Succéder à un excellent film est toujours un exercice périlleux. Il n'y a rien de plus facile que de tomber dans la redite, alors que changer complètement de registre comporte toujours des risques et périls. Et s'il y avait une voie entre ces deux extrémités? C'est ce que tente de trouver Maïwenn avec Mon roi qui ne comporte malheureusement pas la même force dramatique que Polisse.
Ce nouveau long métrage de la populaire comédienne en est un d'amour fou et de passion dévorante. D'amants obsédés l'un par l'autre qui n'arrivent pas à être heureux ensemble. Entre une avocate comme les autres (Emmanuelle Bercot) et un tombeur playboy énigmatique (Vincent Cassel), c'est le nirvana, l'apothéose, le septième ciel. Un feu qui se consume et se rallume continuellement, brûlant du coup les deux amoureux éconduits.
Une intensité de tous les instants qui finit par épuiser le spectateur. Surtout que les dialogues semblent branchés sur au moins 100 000 volts. Les personnages explosent pour des riens du début à la fin, se voulant plus énervants que touchants. Récompensée à Canne d'un prix d'interprétation, Emmanuelle Bercot tape rapidement sur les nerfs avec son jeu maniéré. L'alter ego de la cinéaste en fait beaucoup trop et on lui préfère nettement Vincent Cassel en parfait salaud charismatique. S'il y a une certaine chimie entre les deux acteurs et un humour conjoint qui fait du bien, leur relation n'apparaît pas toujours crédible.

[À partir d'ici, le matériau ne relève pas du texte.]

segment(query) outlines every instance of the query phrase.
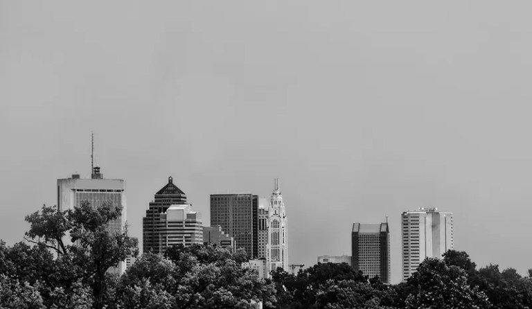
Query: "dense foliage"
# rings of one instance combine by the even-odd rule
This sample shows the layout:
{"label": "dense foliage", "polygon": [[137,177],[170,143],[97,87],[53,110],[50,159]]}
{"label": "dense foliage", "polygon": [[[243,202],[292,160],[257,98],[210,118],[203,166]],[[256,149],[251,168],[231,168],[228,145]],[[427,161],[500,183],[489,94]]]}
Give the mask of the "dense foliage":
{"label": "dense foliage", "polygon": [[120,211],[83,204],[27,216],[29,244],[0,241],[0,308],[532,308],[532,270],[477,270],[456,251],[426,259],[398,285],[331,263],[263,280],[242,268],[242,249],[211,245],[145,253],[118,277],[107,270],[137,252],[136,239],[107,227]]}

Un problème de taille lorsque le couple apparaît au coeur de l'intrigue.
Maïwenn compense cette faiblesse narrative en offrant une mise en scène vigoureuse. Elle délaisse l'influence de la Nouvelle Vague de ses précédentes offrandes pour un rendu plus naturaliste à la façon des films américains des années 70, combinant la liberté d'un John Cassavetes au kitch propre de Claude Lelouch. Son talent de réalisatrice ne fait aucun doute et quelques moments ensoleillés sont littéralement touchés par la grâce.
Mais pourquoi s'est-elle sentie obligée de casser sa structure temporelle en multipliant les retours dans le temps? Ainsi le présent de l'histoire - où l'héroïne se remet d'un accident au genou - n'est qu'une lourde métaphore sur la nécessité de se "réparer" et de profiter pleinement de la vie, tandis que les liens sociaux formés avec les autres personnes éprouvées rappellent ceux de Polisse, en beaucoup moins subtils, évidemment.
Sorte de Blue Valentine français où n'importe quelle raison est bonne pour crier, hurler et s'engueuler, Mon roi ne fait pas dans la demi-mesure. Les personnages sont hystériques, névrosés, et leurs interprètes s'en donnent à coeur joie. Formidable directrice d'acteurs, Maïwenn prend également du galon en tant que cinéaste. Il ne lui manque qu'à apprendre l'art de la réserve pour ne pas que ses efforts implosent avant la fin.